Collection: Ro(b)//ert Lundberg


by-passing-upon is the latest addition to the ongoing work of bassist and composer Ro(b)//ert Lundberg. Built from a palette of double bass, cello, clarinet, drums, synthesizer, masking tape, and water-filled vessels, the piece merges sonorous ambient tones with driving rhythms and flowing, bubbling patterns. Prompted by a score both graphic and notated, as well as stage props including multi-colored tape, ladders, a kettle, and beach balls, Lundberg’s ensemble realizes a work existing in the fluid space between pre-composed and improvised music. 

by-passing-upon continues my long-running watery fascinations, here with a central fixation on the curb stop,” shares Lundberg. Curb stops are small metal covers in sidewalks and yards covering the shut off valve in a water pipe flowing to a building. In the US, curb stops also mark the division between state- and privately-owned pipes, acting as a physical manifestation of property lines. “In noticing, reading, photographing, moving and music-making, curb stops have acted as reminders to ponder the ways water moves with and against real and imaginary boundaries created by humans.”

The record opens with a meditative hum and hypnotic swells of cello. The tension between rigid structure and malleable clouds of sound is teased throughout as sweeping strings give way to rhythmically layered and inspired exaltations. Melodies enter, motifs move through the ensemble, the groove constricts yet carries possibility.

Lundberg’s score presented performers with musical ideas in the form of flows, pools, and clouds – prompting playful exploration of these different states of motivic being. Sometimes the pools settle and the clouds clear to reveal beautifully sparse moments that function more as a conversation between instruments. These lulls serve as a foil to the busier parts of the record, a refreshing slow sip.

The musicians craft their individual parts sympathetically with an ear on the whole throughout.

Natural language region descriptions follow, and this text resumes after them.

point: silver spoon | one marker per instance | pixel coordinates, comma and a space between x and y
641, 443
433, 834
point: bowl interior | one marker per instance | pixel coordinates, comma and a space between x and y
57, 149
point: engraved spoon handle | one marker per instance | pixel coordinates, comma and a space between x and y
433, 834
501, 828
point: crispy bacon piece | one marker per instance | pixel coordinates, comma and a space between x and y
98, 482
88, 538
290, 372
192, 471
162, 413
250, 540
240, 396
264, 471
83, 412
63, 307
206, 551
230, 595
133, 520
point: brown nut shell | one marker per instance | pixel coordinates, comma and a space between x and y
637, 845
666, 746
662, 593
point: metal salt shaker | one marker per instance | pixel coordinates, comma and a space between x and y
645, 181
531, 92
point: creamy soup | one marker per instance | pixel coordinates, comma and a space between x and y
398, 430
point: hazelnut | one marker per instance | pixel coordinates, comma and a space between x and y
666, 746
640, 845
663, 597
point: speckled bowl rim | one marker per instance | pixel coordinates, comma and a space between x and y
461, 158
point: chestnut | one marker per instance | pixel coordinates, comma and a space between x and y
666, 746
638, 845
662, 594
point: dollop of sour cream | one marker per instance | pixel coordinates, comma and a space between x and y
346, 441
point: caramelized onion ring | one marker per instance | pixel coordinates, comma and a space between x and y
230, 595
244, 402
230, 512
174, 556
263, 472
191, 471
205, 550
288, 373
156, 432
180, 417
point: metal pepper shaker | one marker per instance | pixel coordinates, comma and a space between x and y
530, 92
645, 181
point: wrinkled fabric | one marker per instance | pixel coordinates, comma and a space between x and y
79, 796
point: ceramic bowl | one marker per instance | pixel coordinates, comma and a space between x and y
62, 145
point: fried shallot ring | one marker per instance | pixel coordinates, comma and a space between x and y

Lundberg made clear that, “while the score provides fairly circumscribed pitch and rhythmic material, I chose my collaborators knowing they would thrive in these bounds – and occasionally ignore them to wonderful effect.” Lundberg instructed that “we all flow through the same system, the same pipe. Though occasionally, one instrument might follow a leak, an exuberant rupture, to briefly break free from the band.”

These ruptures were furthered by layering improvised solos over the initial ensemble recording. Each of the four musicians played these solos to open the live performance that ultimately provided the source material for by-passing-upon. That live performance featured three movement artists alongside the musicians, all animating a stage filled with objects meant to bring the infrastructure of the score to four dimensional life. Lundberg notes that “one of my interests in this project is bringing the score to the audience. Acknowledging it not only as a document carrying information for the performers, but also as an aesthetic object that can help expand a listener and viewer’s experience of what I’m sharing.”

Boisterous moments fill with distorted tones crackling in between steady lines of bass, roiling percussion, or a wandering clarinet. Finally, things cool into fading layered tones. The record ends much like it began, circling back as an ouroboros. Not doomed to repetition, though. Instead offering an opportunity to notice the shifting context. Acknowledging the form, but also highlighting the possibility for change in what appears familiar.

The album features contributions from Chicago musicians Lia Kohl (cello & synthesizer), Jeff Kimmel (bass clarinet & synthesizer) and Sam Scranton (percussion), as well as movement artists Nina Vroemen, Jasmine Mendoza, Zachary Nicol (unfurling tape, shaking vessels, spritzing sprayers, and boiling kettles). It was recorded live at Constellation by Nolan Chin, and mixed & mastered by John Dieterich (Deerhoof).

The accompanying artist book expands the visual and thematic world of the project, inviting audiences to flip through 100 of Lundberg’s photographs with an accompanying poetic narrative unfolding line by line, page by page.